Introduction to Dana Gioia's Fallen Western Star
by Jacqueline Marcus

 

Even if you don't agree with Dana Gioia's premise, that San Francisco "lacks a vital and complete literary milieu," you'd still have to concede that "Fallen Western Star" is a brilliant, engaging essay. You may or may not agree with Gioia's conclusion that New York City is the literary center for book promotions, journals, free-lance writers and advertisement, nevertheless—"Fallen Western Star" is an impressive assessment of northern California's literary history of poetry. The fact that Dana Gioia's essay became a controversial subject the minute it appeared in The Hungry Mind Review (renamed Ruminator Review)—is, in my opinion, a good thing. In order to stir things up, you have to be an exceptionally good writer.  So once again, Dana Gioia has driven the literary community (at least in the Bay area) crazy. In this sense, I see Gioia as our community "gadfly" that provokes thought—he targets writers where it stings the most: right at their egos.

On the other side of the argument, Richard Silberg, associate editor of Poetry Flash, was one of the first Bay Area writers to disagree with Gioia's criticism of the cultural landscape of San Francisco, which Gioia believes is on the decline. Silberg writes in Poetry Flash (May June 2000):

"Diversity is one key to the vibrancy of the Bay Area. It's obstreperous, experimental, so many poets hitting on so many other poets, trading or butting ideas. With the partial exception of New York School, every kind of poetry is happening out here, mainline, academic, Language, postmodern, New Formalist, rap, slam. Gioia, however, seems to have a definite program for Bay Area poetry…"
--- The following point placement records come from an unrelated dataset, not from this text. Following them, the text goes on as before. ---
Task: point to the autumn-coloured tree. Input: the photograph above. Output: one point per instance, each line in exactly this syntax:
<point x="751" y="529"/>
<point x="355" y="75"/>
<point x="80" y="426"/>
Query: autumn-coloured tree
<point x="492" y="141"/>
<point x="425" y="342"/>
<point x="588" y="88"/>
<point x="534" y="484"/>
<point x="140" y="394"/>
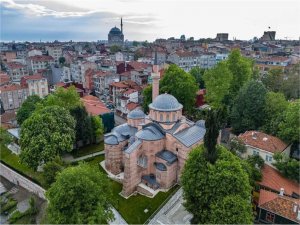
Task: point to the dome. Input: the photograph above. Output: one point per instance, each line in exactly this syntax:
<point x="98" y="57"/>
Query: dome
<point x="136" y="114"/>
<point x="115" y="31"/>
<point x="165" y="102"/>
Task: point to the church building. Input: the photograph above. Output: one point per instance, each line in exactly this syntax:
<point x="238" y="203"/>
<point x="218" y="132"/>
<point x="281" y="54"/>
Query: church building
<point x="116" y="36"/>
<point x="148" y="152"/>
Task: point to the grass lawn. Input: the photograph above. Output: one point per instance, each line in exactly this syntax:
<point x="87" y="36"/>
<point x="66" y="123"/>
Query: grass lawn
<point x="13" y="161"/>
<point x="89" y="149"/>
<point x="132" y="209"/>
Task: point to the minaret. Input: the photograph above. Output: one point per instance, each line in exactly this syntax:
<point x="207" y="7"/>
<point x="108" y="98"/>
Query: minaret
<point x="121" y="25"/>
<point x="155" y="78"/>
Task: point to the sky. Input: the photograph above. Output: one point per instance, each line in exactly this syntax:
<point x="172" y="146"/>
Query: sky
<point x="91" y="20"/>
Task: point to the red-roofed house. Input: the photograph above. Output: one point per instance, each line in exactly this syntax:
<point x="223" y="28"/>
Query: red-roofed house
<point x="12" y="96"/>
<point x="38" y="62"/>
<point x="273" y="180"/>
<point x="259" y="143"/>
<point x="37" y="85"/>
<point x="278" y="209"/>
<point x="16" y="70"/>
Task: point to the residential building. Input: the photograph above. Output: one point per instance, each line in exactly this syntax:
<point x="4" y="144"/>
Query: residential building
<point x="272" y="180"/>
<point x="278" y="209"/>
<point x="55" y="52"/>
<point x="12" y="96"/>
<point x="264" y="145"/>
<point x="16" y="71"/>
<point x="37" y="85"/>
<point x="39" y="62"/>
<point x="102" y="80"/>
<point x="148" y="152"/>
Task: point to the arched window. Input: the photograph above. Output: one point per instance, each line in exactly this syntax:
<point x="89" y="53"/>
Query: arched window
<point x="168" y="118"/>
In either case, Gioia's "Fallen Western Star" is an example of narrative writing at its best. I enjoyed the way Gioia described the history of San Francisco's writers and musicians from post World War II jazz musicians to Robinson Jeffers. And although Silberg didn't particularly care for Gioia's selections, such as Markham's "The Man with the Hoe", Gioia's description of how that poem became internationally famous is fascinating:

"Newspapers were the Internet of the nineteenth century—a decentralized information system—and "The Man with the Hoe" was reprinted from paper to paper first across the United States and then abroad. Translated into more than forty languages, it was eventually republished in ten thousand newspapers and magazines. In the early twentieth century there was no more famous American poem than Markham's. The poet became an international celebrity, and the poem served as a literary call to arms for the labor movement—all of which began with the San Francisco Examiner." According to Gioia, in those days, 1899, San Francisco was, as Jack Foley put it, the "powerful western star" of American literature.
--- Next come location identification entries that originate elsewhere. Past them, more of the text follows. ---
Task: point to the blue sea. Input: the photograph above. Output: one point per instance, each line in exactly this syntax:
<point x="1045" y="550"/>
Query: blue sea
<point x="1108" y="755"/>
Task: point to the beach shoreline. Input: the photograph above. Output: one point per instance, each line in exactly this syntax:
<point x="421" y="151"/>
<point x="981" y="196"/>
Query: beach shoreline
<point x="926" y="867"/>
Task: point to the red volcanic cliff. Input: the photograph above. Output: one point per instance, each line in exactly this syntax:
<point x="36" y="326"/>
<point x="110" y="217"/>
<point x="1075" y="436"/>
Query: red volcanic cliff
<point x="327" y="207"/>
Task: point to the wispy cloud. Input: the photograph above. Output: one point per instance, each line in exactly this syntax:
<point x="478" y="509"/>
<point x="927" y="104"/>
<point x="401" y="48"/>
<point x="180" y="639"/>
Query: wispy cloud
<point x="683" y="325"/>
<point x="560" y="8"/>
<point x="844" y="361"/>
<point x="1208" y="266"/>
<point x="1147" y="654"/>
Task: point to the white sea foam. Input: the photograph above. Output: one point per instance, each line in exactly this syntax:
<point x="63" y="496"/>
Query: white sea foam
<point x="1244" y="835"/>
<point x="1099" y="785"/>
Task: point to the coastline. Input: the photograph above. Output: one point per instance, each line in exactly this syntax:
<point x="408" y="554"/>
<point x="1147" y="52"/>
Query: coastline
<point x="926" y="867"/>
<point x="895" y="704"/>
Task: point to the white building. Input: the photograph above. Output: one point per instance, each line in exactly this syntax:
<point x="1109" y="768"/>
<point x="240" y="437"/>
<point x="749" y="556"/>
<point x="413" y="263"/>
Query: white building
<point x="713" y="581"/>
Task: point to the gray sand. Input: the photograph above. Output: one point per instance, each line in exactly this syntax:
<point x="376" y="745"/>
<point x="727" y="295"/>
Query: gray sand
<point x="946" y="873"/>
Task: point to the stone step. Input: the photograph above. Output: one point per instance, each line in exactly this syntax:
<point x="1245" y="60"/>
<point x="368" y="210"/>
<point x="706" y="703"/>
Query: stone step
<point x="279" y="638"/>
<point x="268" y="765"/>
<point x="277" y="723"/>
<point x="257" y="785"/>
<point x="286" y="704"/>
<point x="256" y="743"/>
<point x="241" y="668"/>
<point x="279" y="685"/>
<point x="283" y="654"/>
I happened to catch Michael Kinsley one morning, editor of Slate.com, on C-SPAN's Washington Journal, address the question on how an editor selects material for publication. To paraphrase Mr. Kinsley, he said that you don't want commentaries that leave nothing to the imagination. You want to publish work that is controversial—otherwise, people will think it's boring.

Gioia's opinions may anger a good number of writers and readers, but the last thing they could ever say about his work is that it leaves nothing to the imagination or that it is boring.

Interestingly enough, Gioia suggests that the Bay writers have gone soft in this respect—as if our culture were an extension of the mild weather, and the Starbuck scene of suburbanite social gatherings. The days of "literary feuds and rivalry," wrote Gioia, "the necessary friction of cultural life," has all but disappeared in northern California. I'm not sure if that's true, but in any event, I think Gioia raises an important question on whether or not San Francisco can compete, as a literary region, with New York City.